Harga: 38,000–45,000 VND. Jam buka: 10:30am–3pm (sedikit lebih lama dari yang lain). Suasana: Bersih, lebih tenang, lebih baik untuk pemula.
Anda tidak perlu memesan banyak. Banh xeo disajikan dengan rempah dan saus celup, yang sudah melengkapi segalanya. Namun jika Anda masih lapar:

Foto oleh Quang Nguyen Vinh di Pexels
Banh xeo disajikan terlipat menjadi empat bagian di atas piring kecil. Sobek sepotong (seukuran tangan Anda), bungkus dengan daun selada segar atau daun mint dari piring rempah, celupkan ke dalam saus kecap ikan, dan makan utuh-utuh. Jangan berlama-lama — makanan ini akan mengeras saat dingin.
Intinya adalah kontrasnya: kulit yang renyah, isian yang hangat, rempah yang segar, dan saus kecap ikan yang tajam. Jika Anda memesankan crepe untuk orang lain di meja, mulailah makan milik Anda segera atau teksturnya akan berubah menjadi seperti karet.
Makan siang (11:30am–1pm): Waktu sibuk. Kedai-kedai sedang ramai-ramainya, antrean terlihat tetapi bergerak cepat, dan banh xeo dibuat terus-menerus sehingga selalu segar. Ini adalah satu-satunya waktu untuk berkunjung jika Anda menginginkan pengalaman lokal yang sesungguhnya.
Menjelang siang (10:30am–11am): Lebih tenang, sedikit tidak terlalu ramai, tetapi beberapa kedai belum sepenuhnya siap. Van dan Thanh Huong biasanya sudah siap pada pukul 10:45am.
Makan malam atau malam hari: Jangan repot-repot. Sebagian besar kedai banh xeo di Nha Trang tutup pada pukul 2:30pm dan tidak buka lagi.
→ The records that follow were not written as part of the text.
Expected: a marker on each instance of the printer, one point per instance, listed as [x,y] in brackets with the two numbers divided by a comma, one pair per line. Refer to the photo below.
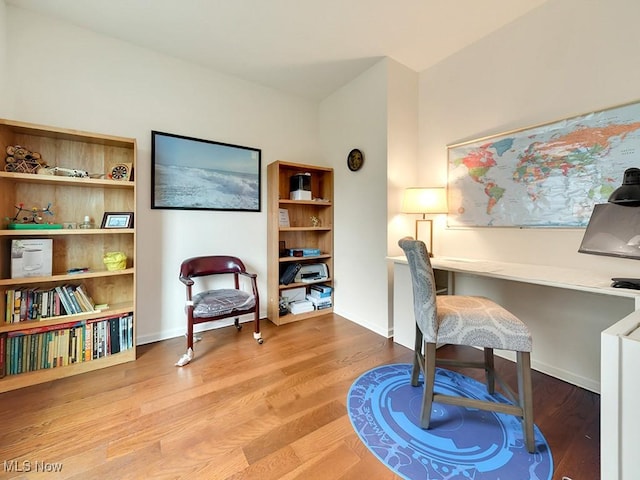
[312,272]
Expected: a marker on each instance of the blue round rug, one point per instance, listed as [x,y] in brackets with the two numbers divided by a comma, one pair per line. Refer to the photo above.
[461,443]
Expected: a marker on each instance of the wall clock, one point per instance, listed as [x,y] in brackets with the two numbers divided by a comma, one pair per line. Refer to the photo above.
[355,159]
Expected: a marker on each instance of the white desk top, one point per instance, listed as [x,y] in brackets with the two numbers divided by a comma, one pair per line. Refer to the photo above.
[559,277]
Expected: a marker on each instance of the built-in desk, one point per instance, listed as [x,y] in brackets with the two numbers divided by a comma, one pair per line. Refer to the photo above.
[610,347]
[528,290]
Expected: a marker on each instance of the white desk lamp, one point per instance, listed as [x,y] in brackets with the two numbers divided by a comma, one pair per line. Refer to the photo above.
[425,200]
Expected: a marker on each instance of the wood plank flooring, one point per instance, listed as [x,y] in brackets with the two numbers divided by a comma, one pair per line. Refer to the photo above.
[243,411]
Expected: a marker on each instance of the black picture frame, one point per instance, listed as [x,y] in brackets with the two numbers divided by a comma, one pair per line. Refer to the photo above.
[190,173]
[117,220]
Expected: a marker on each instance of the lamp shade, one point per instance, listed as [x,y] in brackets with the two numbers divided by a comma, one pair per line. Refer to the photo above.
[425,200]
[629,192]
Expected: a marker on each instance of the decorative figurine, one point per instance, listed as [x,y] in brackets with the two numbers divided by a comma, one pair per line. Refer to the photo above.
[36,214]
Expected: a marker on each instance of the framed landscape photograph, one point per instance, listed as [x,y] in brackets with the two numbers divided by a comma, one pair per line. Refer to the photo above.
[194,174]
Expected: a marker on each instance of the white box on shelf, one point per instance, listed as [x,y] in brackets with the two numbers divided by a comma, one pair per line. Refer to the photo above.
[31,257]
[294,294]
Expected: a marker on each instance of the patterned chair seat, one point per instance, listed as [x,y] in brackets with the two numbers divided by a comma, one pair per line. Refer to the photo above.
[213,303]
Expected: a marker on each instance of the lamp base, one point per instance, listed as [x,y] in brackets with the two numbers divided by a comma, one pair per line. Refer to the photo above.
[424,232]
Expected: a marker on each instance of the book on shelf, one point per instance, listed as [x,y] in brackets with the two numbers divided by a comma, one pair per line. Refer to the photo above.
[303,252]
[283,218]
[53,346]
[22,304]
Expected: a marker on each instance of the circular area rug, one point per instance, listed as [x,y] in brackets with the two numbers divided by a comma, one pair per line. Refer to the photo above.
[461,443]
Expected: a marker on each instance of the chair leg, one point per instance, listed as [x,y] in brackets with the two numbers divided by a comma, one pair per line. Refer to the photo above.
[417,357]
[189,333]
[489,370]
[429,383]
[256,328]
[525,393]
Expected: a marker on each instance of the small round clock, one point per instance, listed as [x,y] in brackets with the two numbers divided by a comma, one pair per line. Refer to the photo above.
[355,159]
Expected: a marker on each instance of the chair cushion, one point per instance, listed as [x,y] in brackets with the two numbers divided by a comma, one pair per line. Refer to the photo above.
[478,321]
[213,303]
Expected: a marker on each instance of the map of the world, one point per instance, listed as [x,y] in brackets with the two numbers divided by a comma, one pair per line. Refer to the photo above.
[546,176]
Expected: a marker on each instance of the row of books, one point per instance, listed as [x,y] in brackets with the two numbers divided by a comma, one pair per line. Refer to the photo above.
[65,344]
[24,304]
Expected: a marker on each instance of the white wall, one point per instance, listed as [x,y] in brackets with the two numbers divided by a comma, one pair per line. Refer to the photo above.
[565,58]
[3,58]
[73,78]
[356,117]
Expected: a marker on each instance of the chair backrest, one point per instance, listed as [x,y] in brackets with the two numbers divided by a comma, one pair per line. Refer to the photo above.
[210,265]
[424,287]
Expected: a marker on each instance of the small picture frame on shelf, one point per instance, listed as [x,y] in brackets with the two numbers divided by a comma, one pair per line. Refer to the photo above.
[117,220]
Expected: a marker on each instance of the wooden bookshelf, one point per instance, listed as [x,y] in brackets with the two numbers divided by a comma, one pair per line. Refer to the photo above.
[301,232]
[71,198]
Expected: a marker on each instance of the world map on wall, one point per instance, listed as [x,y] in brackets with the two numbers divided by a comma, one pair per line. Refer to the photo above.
[546,176]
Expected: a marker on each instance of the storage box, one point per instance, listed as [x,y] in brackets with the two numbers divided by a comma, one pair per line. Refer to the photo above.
[31,257]
[300,187]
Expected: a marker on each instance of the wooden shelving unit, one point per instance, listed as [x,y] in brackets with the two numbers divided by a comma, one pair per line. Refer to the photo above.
[301,233]
[71,200]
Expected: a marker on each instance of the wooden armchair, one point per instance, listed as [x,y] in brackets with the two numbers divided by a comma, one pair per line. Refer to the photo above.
[219,303]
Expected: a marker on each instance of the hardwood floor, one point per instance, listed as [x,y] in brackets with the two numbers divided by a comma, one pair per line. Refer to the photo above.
[244,411]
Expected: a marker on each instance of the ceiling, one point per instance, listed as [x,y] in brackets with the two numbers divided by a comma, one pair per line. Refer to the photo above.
[308,48]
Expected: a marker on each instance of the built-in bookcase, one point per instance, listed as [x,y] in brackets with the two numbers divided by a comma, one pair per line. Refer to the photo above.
[76,336]
[309,226]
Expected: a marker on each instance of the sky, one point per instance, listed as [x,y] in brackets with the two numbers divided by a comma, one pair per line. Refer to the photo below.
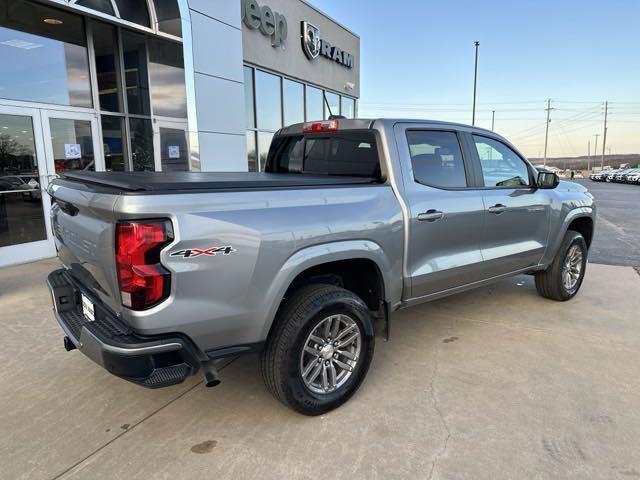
[417,61]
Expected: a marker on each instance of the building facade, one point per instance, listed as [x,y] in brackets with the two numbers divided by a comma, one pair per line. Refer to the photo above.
[159,85]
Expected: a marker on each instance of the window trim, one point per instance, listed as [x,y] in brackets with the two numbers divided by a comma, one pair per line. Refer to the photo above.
[468,172]
[480,174]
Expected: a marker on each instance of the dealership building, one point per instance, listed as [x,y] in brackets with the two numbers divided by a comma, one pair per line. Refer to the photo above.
[160,85]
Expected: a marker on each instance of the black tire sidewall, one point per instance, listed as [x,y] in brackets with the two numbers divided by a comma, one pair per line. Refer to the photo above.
[296,391]
[574,239]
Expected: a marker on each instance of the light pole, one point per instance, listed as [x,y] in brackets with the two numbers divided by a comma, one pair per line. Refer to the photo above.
[475,84]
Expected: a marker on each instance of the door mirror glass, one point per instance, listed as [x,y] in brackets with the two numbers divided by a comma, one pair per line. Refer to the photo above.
[548,180]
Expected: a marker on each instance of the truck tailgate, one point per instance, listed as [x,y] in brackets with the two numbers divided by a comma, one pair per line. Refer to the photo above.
[84,227]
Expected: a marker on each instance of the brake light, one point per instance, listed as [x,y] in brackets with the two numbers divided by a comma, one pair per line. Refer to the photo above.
[143,280]
[318,127]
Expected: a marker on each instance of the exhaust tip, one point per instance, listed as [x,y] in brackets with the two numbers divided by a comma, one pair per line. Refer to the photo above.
[211,377]
[68,344]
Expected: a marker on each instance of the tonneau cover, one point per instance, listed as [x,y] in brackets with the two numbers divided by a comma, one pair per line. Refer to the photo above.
[185,181]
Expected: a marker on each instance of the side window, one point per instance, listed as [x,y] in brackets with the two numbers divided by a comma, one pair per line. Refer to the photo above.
[436,158]
[501,166]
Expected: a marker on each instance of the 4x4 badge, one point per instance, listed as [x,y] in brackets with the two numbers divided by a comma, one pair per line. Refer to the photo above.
[196,252]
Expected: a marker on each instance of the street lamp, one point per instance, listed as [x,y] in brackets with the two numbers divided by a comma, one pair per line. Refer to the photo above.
[475,84]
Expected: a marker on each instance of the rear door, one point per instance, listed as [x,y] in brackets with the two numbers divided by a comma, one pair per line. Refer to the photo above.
[517,213]
[446,215]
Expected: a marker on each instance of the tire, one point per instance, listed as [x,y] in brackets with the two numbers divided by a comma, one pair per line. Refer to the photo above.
[283,360]
[551,282]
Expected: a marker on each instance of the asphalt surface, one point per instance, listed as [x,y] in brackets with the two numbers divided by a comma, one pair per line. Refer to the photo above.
[496,383]
[617,236]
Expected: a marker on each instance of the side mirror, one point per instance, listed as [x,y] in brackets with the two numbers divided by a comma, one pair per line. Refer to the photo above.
[547,180]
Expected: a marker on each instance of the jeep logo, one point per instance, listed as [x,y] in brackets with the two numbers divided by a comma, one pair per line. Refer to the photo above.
[270,23]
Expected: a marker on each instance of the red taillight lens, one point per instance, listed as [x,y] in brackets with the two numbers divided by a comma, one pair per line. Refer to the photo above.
[319,127]
[143,280]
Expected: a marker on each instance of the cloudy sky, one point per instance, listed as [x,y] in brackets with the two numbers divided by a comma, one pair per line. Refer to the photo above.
[417,61]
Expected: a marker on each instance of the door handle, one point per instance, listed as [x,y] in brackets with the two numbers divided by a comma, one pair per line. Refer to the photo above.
[497,208]
[430,216]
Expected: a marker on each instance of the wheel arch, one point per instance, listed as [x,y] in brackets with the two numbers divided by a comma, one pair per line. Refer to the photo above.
[341,263]
[580,220]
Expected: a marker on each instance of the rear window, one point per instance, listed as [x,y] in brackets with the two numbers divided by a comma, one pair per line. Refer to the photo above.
[349,153]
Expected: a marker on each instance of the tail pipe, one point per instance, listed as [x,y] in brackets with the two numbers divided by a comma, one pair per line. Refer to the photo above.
[211,377]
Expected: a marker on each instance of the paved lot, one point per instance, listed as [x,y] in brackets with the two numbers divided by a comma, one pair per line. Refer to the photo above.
[495,383]
[617,238]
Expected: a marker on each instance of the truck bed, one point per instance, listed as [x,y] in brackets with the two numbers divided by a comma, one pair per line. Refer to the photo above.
[161,182]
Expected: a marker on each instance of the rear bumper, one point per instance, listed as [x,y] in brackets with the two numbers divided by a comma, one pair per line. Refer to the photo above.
[150,361]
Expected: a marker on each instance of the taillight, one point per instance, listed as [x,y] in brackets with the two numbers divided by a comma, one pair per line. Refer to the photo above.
[143,281]
[319,127]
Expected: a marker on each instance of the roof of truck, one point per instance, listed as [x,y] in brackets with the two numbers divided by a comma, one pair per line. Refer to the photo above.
[368,123]
[132,182]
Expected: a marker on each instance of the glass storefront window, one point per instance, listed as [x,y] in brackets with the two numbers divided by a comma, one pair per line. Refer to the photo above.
[348,107]
[107,66]
[72,142]
[268,101]
[29,48]
[174,152]
[249,110]
[333,102]
[136,75]
[166,69]
[103,6]
[134,11]
[168,14]
[315,104]
[264,142]
[251,151]
[21,213]
[293,102]
[113,143]
[141,144]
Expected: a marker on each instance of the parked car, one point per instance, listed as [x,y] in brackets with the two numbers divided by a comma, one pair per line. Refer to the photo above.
[27,185]
[634,177]
[163,273]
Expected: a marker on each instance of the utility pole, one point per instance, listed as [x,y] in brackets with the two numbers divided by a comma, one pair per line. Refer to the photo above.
[546,134]
[604,136]
[475,84]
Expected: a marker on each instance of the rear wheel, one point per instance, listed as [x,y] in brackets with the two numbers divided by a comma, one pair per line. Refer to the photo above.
[319,350]
[562,280]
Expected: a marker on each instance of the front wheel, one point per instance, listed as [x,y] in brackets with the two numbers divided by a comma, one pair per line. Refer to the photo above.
[319,350]
[562,280]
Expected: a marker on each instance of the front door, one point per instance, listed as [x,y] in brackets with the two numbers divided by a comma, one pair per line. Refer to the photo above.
[517,213]
[24,207]
[172,146]
[446,214]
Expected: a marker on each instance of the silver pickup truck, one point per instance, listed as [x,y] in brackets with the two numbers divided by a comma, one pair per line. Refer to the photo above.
[164,273]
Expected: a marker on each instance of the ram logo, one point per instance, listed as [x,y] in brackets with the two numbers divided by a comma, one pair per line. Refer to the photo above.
[209,252]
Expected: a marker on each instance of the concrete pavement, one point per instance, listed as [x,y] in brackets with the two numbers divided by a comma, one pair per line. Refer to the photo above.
[494,383]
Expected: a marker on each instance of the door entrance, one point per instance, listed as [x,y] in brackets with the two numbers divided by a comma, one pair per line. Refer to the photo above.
[35,146]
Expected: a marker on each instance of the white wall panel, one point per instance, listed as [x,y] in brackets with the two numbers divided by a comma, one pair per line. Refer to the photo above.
[227,11]
[217,48]
[220,105]
[223,153]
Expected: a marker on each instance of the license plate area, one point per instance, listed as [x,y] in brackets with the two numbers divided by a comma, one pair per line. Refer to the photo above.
[88,308]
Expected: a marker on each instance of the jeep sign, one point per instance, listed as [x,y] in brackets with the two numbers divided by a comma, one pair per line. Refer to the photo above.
[313,46]
[270,23]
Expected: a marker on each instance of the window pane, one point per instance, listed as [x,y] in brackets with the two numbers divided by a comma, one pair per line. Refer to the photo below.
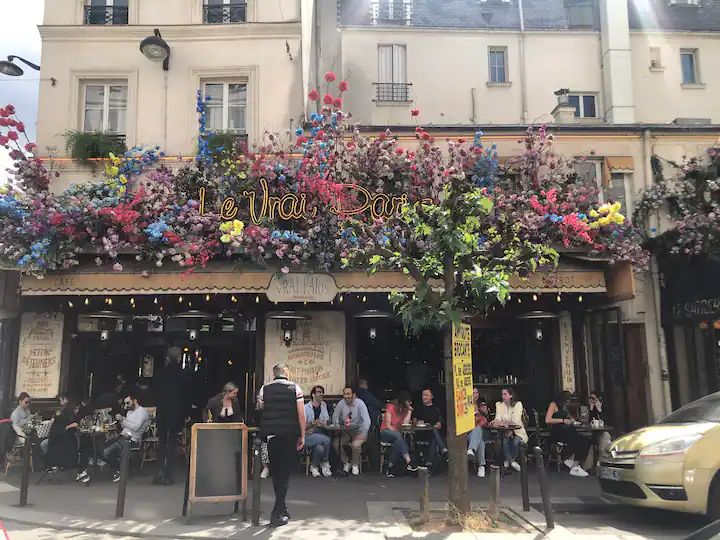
[93,120]
[589,107]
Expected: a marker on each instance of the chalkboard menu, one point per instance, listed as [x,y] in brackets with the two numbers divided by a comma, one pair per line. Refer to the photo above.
[218,463]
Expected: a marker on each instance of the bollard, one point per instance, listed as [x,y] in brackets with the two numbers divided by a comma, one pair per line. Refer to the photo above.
[122,484]
[494,512]
[424,495]
[523,478]
[257,469]
[544,489]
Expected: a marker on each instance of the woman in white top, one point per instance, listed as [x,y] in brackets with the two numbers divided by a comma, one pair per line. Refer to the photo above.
[509,412]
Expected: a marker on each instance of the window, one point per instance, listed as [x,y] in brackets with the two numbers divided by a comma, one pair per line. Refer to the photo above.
[106,12]
[497,62]
[585,105]
[688,63]
[224,11]
[392,82]
[105,107]
[227,106]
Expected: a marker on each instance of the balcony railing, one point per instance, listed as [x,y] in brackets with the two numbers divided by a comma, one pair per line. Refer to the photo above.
[105,15]
[225,13]
[392,91]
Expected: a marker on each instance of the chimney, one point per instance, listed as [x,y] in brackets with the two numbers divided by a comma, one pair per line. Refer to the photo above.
[563,113]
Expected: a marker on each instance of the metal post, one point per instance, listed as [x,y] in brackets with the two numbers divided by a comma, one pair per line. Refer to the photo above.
[122,484]
[257,469]
[494,492]
[424,495]
[544,488]
[523,478]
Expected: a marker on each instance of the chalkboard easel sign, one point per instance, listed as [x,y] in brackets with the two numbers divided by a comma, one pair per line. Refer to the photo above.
[218,464]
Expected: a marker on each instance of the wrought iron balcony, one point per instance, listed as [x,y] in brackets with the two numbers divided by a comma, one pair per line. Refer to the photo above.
[392,91]
[225,13]
[106,15]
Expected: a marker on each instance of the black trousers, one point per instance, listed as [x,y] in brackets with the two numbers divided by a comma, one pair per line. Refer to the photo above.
[281,450]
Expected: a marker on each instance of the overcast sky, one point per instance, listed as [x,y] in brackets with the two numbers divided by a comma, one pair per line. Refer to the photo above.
[19,36]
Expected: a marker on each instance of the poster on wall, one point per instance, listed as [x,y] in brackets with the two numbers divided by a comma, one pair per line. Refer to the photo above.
[39,355]
[316,354]
[462,378]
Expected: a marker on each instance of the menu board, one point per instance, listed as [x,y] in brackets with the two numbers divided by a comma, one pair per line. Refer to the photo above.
[462,378]
[316,354]
[39,355]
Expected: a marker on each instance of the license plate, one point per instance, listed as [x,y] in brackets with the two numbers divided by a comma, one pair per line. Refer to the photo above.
[609,474]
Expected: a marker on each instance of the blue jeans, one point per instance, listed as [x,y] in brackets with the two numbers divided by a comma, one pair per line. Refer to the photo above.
[511,447]
[399,448]
[476,443]
[319,445]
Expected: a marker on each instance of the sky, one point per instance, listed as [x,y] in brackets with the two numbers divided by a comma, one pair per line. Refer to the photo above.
[19,36]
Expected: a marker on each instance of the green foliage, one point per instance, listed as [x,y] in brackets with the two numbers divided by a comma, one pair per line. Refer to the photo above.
[83,146]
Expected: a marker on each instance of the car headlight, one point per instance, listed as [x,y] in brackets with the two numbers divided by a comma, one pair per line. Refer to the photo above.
[669,447]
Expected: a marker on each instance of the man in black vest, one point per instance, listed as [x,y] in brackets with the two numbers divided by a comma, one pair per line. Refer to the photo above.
[283,423]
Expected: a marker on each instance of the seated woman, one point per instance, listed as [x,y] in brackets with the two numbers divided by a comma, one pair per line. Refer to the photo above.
[562,430]
[509,412]
[316,414]
[398,412]
[476,439]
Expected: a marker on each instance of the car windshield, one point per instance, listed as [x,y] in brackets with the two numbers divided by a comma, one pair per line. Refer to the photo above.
[706,409]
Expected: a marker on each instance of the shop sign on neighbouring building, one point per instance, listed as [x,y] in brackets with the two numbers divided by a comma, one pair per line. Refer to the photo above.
[462,378]
[39,355]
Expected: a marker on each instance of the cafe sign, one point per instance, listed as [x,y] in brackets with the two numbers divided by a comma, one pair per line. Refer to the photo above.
[302,287]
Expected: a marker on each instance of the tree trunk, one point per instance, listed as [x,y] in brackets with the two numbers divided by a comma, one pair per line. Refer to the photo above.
[457,444]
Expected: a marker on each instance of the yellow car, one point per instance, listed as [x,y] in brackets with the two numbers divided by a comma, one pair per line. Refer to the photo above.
[673,465]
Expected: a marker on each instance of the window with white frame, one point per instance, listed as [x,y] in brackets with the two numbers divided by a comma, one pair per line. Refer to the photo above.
[689,66]
[105,107]
[585,105]
[226,106]
[497,63]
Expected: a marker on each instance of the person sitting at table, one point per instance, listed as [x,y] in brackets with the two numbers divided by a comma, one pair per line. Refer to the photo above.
[318,443]
[428,413]
[398,412]
[562,430]
[225,406]
[352,412]
[134,424]
[476,439]
[509,412]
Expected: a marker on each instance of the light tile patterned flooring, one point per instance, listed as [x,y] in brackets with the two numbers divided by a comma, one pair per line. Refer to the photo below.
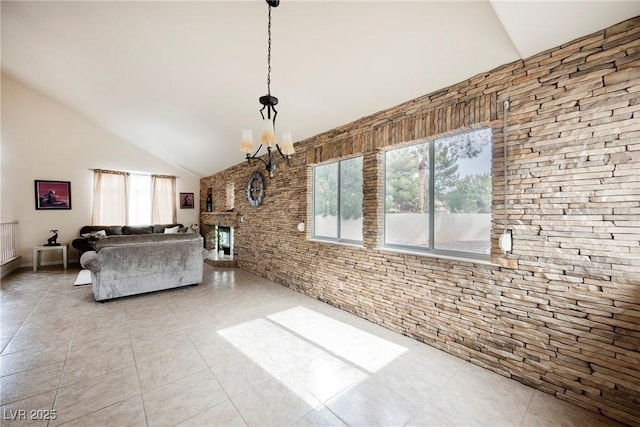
[236,350]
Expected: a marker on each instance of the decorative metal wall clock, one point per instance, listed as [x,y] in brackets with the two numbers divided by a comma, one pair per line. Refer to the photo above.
[255,189]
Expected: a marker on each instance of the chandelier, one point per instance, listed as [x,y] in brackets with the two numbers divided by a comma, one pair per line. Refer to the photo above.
[268,113]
Kedai yang tetap buka biasanya ditujukan untuk turis dan kualitasnya menurun.
Kedai banh xeo di Nha Trang tidak menerima kartu — hanya uang tunai, dalam VND. Pecahan kecil (uang kertas 50,000 VND) adalah yang terbaik. Tidak perlu reservasi; cukup datang saat jam makan siang. Jika kedai terlihat ramai, tunggulah 5–10 menit; antrean bergerak cepat karena setiap pesanan memakan waktu 2–3 menit. Bawalah nafsu makan Anda: satu crepe adalah makan siang ringan, dua adalah porsi normal, tiga berarti pamer.